I took notes in class while we were discussing Hawthorne's "The Minister's Black Veil", and one of the things I wrote down was "there is no meaning in anything. Meaning is a human perception and way to find/create order." In The American Scholar Emerson says "what is classification but the perceiving that these objects are not chaotic, and are not foreign, but have a law which is also a law of the human mind?" Nature is man's perception of it.

If a person does not have a 'concrete' meaning or explanation for something, their minds will germinate into knots trying to figure out an explanation, and will not stop until the sturdy tree of explanation is found to rest under. But, not everything needs an explanation, and that concept is very hard to grasp sometimes, because as humans, we fear the unknown. In "The Minister's Black Veil", the parishioners allowed themselves to live a life of dis-ease because of the obsession of what Father Hooper's veil might mean. I understand how Father Hooper might be considered a villain, and how as a pastor he shouldn't have necessarily brought this gloom onto his parishioners, but ultimately it was they themselves who allowed the gloom to linger. It's a situation of mind over matter. A person's life is what that person makes of it, how that person deals with the cards dealt. Also, Father Hooper's donning the veil at a whim, with whatever notion he had, and with whatever time-span he intended it to be, it eventually grew into this permanent exiling burden that defined the rest of his life. It was the idea, the principle, the lesson, that he felt he could not deter from or go back on. But I was told that it is okay to contradict yourself.

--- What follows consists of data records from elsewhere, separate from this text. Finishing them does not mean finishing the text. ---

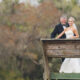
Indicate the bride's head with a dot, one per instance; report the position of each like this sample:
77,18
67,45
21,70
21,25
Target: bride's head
71,21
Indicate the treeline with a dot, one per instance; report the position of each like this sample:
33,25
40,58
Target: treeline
21,27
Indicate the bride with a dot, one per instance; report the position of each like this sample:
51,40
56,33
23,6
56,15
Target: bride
70,65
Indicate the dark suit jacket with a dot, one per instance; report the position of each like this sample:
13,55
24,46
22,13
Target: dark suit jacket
58,29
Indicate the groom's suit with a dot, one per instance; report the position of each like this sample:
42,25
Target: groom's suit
57,30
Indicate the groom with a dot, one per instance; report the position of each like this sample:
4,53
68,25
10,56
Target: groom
60,28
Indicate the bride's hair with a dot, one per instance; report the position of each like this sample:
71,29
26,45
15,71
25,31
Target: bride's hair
72,18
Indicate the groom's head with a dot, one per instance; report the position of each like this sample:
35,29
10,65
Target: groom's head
63,19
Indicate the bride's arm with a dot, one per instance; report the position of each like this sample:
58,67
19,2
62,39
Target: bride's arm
60,35
76,34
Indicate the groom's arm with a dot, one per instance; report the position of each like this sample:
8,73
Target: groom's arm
55,32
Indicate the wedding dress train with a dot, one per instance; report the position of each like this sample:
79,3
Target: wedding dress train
70,65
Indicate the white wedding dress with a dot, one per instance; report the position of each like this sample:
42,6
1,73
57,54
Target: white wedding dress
70,65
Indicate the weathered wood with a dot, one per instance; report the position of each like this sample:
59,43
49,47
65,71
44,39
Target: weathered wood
59,48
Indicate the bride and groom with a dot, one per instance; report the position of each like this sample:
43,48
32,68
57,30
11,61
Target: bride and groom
68,31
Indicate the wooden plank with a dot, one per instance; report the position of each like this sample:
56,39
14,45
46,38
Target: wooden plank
65,76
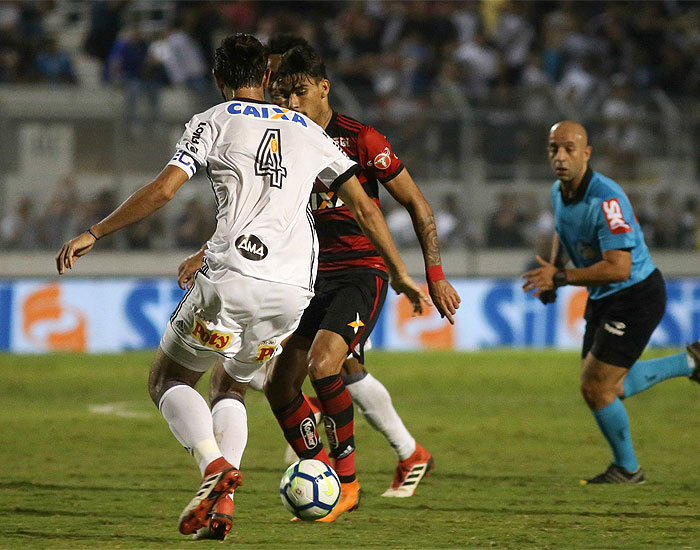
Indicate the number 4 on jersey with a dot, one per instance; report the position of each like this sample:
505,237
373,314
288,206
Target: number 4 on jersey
268,160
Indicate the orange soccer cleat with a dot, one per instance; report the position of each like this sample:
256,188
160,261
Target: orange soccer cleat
209,508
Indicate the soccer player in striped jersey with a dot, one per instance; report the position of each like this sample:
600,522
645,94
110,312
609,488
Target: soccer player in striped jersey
350,289
351,283
260,264
597,228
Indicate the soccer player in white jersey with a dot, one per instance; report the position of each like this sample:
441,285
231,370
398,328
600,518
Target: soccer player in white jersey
262,161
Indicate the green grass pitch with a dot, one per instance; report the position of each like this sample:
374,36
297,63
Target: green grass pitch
87,462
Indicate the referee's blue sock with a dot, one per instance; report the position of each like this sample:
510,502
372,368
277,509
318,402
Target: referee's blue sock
644,374
615,425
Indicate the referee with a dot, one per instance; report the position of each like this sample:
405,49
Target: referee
598,231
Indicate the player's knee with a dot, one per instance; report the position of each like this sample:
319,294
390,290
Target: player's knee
323,364
597,393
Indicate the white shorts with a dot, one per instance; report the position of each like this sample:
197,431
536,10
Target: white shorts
239,319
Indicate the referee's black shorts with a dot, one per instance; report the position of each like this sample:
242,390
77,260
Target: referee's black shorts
347,302
618,327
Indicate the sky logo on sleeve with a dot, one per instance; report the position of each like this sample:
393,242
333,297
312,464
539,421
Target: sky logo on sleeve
614,217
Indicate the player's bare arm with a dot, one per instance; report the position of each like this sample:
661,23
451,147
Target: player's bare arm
407,193
189,266
138,206
614,267
371,220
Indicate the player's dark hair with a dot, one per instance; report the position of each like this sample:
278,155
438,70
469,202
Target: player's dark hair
300,63
241,61
284,41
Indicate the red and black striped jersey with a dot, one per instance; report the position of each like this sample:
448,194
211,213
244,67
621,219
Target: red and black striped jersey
342,244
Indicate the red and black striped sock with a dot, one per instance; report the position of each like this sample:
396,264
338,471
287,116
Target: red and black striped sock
299,426
336,405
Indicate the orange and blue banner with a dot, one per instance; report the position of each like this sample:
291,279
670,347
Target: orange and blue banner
113,315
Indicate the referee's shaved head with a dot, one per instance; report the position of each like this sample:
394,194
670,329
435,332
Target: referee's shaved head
569,152
571,128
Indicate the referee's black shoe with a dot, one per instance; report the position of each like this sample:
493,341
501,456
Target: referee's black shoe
694,351
616,474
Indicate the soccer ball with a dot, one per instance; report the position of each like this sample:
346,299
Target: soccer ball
309,489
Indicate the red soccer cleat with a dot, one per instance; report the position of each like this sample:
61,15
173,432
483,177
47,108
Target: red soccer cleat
409,474
220,521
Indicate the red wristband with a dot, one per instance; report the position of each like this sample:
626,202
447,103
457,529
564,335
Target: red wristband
434,273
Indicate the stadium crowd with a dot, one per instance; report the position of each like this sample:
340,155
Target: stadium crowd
510,65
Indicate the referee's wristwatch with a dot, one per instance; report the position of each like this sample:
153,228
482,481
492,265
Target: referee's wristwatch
559,278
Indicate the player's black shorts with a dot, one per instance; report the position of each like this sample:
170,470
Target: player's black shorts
618,327
347,302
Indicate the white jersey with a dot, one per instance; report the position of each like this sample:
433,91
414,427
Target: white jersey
262,161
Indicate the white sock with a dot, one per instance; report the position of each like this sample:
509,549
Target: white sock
230,429
374,402
258,379
189,418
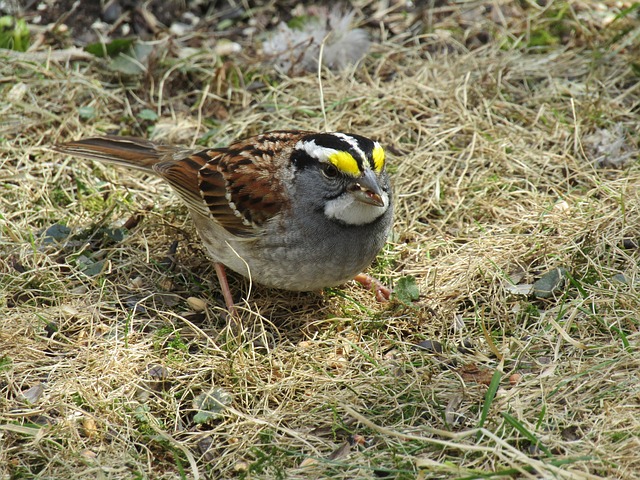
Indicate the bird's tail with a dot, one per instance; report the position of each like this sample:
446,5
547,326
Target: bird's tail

In Hawthorne's "The Birth Mark," Alymer allowed his thoughts to wander about Georgina's birthmark. In his mind, the birthmark went from a mark on the surface, to a terrible gash deep within. The story says "selecting it [the birthmark] as the symbol of his wife's liability to sin, sorrow, decay, and death, Alymer's somber imagination was not long in rendering the birth-mark a frightful object…" In the beginning, Georgina loved her mark, but because of Alymer's feelings towards it, she began to detest it as much as he did; and eventually, his imagination wondering what it might 'mean' wandered into dangerous territory, which eventually led to her death.

The human mind is a very powerful thing, and I believe that we can eventually convince ourselves that anything is true. I was in Wyoming, walking down the Granite Canyon trail, in the Grand Teton Mountain range; all around me were huge mountains, lush green shrubbery, a clear blue creek, and a pale blue sky overhead. I was so overwhelmed that I felt the need to thank something or some One. Then, it suddenly hit me; I realized that this is how it must have started long long ago, before religion and the belief in a creator. The immense and tantalizing landscape calls forth in humans the demand for an explanation. This beauty could not just be, it had to have been made; but by whom or what? And so, with our great imaginations, we began to ponder and to find "clues" that led us to many explanations.

When a seed is planted, it will sprout and germinate, and can sometimes grow into a huge, seemingly immovable tree. The tree means we've found an explanation. Eventually having the tree will force us to forget about other trees (or possibilities), and that one seed becomes fact. From this "fact" we form habits and everlasting traditions. In "The Great Lawsuit," Fuller phrases it as "the slavery of habit." We contain ourselves in a "sphere" and forget that the present way is not the only way.